As explained in Chapter 6, neither global nor local (dynamical) symmetry principles determine any specific dynamics. Thus, if we require that laws of nature be types of elementary interactions, demarcated from empirical regularities by their modal force, those principles cannot be conceived of as laws of nature. This does not amount to disregarding their decisive role for the development of modern physics. Nor would I deny that this conclusion is in tension with common linguistic convention.

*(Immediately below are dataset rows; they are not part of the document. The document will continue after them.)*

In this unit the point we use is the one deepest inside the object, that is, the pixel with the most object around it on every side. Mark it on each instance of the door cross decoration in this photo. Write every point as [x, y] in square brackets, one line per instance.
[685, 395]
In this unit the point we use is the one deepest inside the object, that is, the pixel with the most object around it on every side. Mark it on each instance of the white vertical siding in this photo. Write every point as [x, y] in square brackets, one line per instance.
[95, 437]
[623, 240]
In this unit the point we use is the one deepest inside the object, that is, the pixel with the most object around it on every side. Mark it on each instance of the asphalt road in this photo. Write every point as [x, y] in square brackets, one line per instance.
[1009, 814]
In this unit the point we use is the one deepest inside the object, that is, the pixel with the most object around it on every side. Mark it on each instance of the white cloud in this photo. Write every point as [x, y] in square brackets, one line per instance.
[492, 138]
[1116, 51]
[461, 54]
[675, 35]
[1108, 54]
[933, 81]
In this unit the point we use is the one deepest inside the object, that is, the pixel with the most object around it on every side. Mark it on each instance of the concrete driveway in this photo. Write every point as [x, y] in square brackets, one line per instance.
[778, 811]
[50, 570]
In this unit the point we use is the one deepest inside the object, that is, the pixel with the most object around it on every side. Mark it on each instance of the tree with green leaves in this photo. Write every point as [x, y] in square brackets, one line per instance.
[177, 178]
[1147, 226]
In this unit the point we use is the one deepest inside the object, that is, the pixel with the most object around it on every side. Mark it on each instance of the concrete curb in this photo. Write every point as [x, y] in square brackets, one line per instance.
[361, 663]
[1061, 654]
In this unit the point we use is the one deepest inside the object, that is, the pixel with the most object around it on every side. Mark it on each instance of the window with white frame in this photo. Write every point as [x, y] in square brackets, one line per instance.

But my aim, in this paper, was not first of all to do justice to all of the sometimes controversial linguistic conventions concerning the notion of a natural law. My aim instead was to show that there is a possible explication of ‘natural law’ such that natural laws so conceived can be demarcated from empirical regularities by their modal force. According to MIA, natural laws are identified with types of elementary interactions. The modal force of these types of interactions is grounded in the contingent fact that their causal productivity is stable on the basis of their mutual independence. As a result, the modal force of laws can be explained without any recourse to genuine metaphysical features like dispositions or necessitation, just by means of contingent facts of our world.